Disclaimer: I am not an expert pattern drafter. Take caution when grading up a pattern.
- To demonstrate this method I’m using a one-size vintage pattern.
- I’m grading this pattern up several sizes. Many sources suggest grading up only one or two sizes.
- This is just one method of pattern grading. There are many different methods that can be used to resize a pattern.
For this tutorial, I am sharing a basic method on how to resize a dress bodice. Basically, I am drawing horizontal and vertical lines on a pattern piece and cutting and spreading them apart to achieve a larger size.
These are the tools I used to grade up this pattern:
- Swedish Tracing Paper
- Tissue Paper
I like to use Swedish tracing paper to trace vintage patterns. You can use whatever tracing paper is your preference. The tissue paper is used for altering the pattern pieces and keeping it together after cutting and spreading the pattern. You can use your paper preference for that as well. Sometimes I also use a seam gauge, but I prefer clear rulers when I resize patterns like this. Sharpies are also not the best if you don’t want ink marks on your table, but they work well for sharing this method with you. You may prefer to use pencils instead.
The Pattern I’m Using
This pattern is a simple design from the 1950’s.
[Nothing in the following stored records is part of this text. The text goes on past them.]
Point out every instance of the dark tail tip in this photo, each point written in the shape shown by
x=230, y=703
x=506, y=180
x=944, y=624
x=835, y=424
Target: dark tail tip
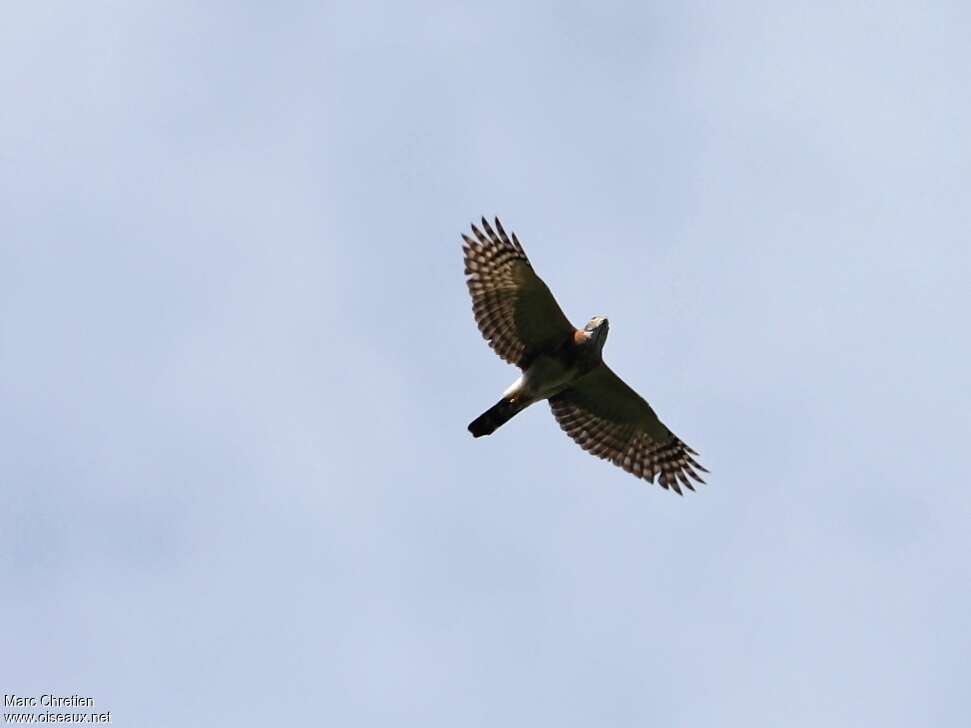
x=490, y=420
If you can, try to use a pattern that is closest to your size. I have a few vintage patterns that are my bust size, but they are difficult to find.
Before I get into any mathematical equations, I start out by tracing my pattern pieces so that I have them ready to go. For me, it’s important to trace my pattern pieces as I don’t want to cut into my vintage pattern and alter it.
Next, I need to find my size on the pattern envelope and compare the pattern’s measurements to my own. I find the easiest way to do this is write down each set of measurements and then find the difference between each one by subtracting the vintage size from my size. I will then split up that difference, distributing it to resize my pattern. I would not just add 7 inches to the seam line, instead I will divide that number and spread it out.
For this pattern piece, I will be dividing the difference between the pattern measurements and my measurements by 4. This is how I reached this number: The 7 inches I need added to this pattern in order to get it to fit me needs to be shared for both the front and back of the bodice, which are 2 areas. As this piece is cut on the fold, I will need to break it down further to 2 more areas. Adding those 2 numbers together gives me the number 4, which are the 4 areas that I need to distribute the overall grade among my pattern pieces to achieve my size.
- Your size – pattern size = overall grade
- Overall grade divided by front/back + number of seams (or 2 for fold) = allocated grade
- 48 (my size) – 41 (pattern size) = 7 (the difference/overall grade)
- 7 (overall grade) divided by 4 (front/back + fold) = 1.75 (amount I need to add to each piece – allocated grade)
Now, I need to figure out where I’m going to cut and spread my pattern piece. The diagram above shows some basic areas to increase the size using my figures from step two. You can add more lines, but just remember to evenly distribute your measurement differences.
Here is an example of other areas you can place cut lines.
I then take my ruler and add my cut lines, following my diagram.
For this pattern piece, I have 2 vertical lines, so I need to share 1.75″ (my figure from Step 3) between these 2 lines, essentially: 1.75″ divided by 2 = 0.87″.
For the horizontal line, the rule of thumb is 3/8″ per adult size. People generally don’t get taller as they grow wider, so this number is usually enough length to fit. You may want to adjust this to your body type.
- Allocated grade divided by number of vertical lines = amount to add between each vertical line
- 3/8 x number of sizes you that you have graded this pattern up divided by number of horizontal lines = amount to add between each horizontal line
I then spread the pattern pieces out on tissue paper according to my figures and tape them down.
Note: I am grading this pattern up basically 3 1/2 sizes, so the equation should be 3/8 x 3 1/2, but I am opting not to follow that rule for my bodice. My preference is to add that minimum amount on the horizontal line that I’ve drawn and then later adjust the original lengthen/shorten line to my preference after I am finished resizing this pattern. I am short-waisted, so if I want the waistline of the dress to hit me at that point, this is how I would do it. I would figure out what works best for you. You have a traced pattern, so you can experiment with what suits you.
After I’ve finished taping my pieces to the tissue paper, I draw new lines with my ruler and trim the edges. And there’s my new pattern piece!
For a difference in bust/waist measurements from the pattern measurements, I would figure the maths out differently for each area and grade between sizes, just as I would do for a multi-size pattern. I would either angle the pattern pieces to fit my measurements or draw lines and blend the measurements together.
For grading up the rest of this pattern, I will use the same basic concept on the skirt. Of course this method does not take into account any additional alterations like widening the sleeves or doing a full bust adjustment. This is just an example of enlarging a pattern from it’s initial size. You will need to amend any dart positions on your pattern after enlarging it and do any of your normal pattern alterations.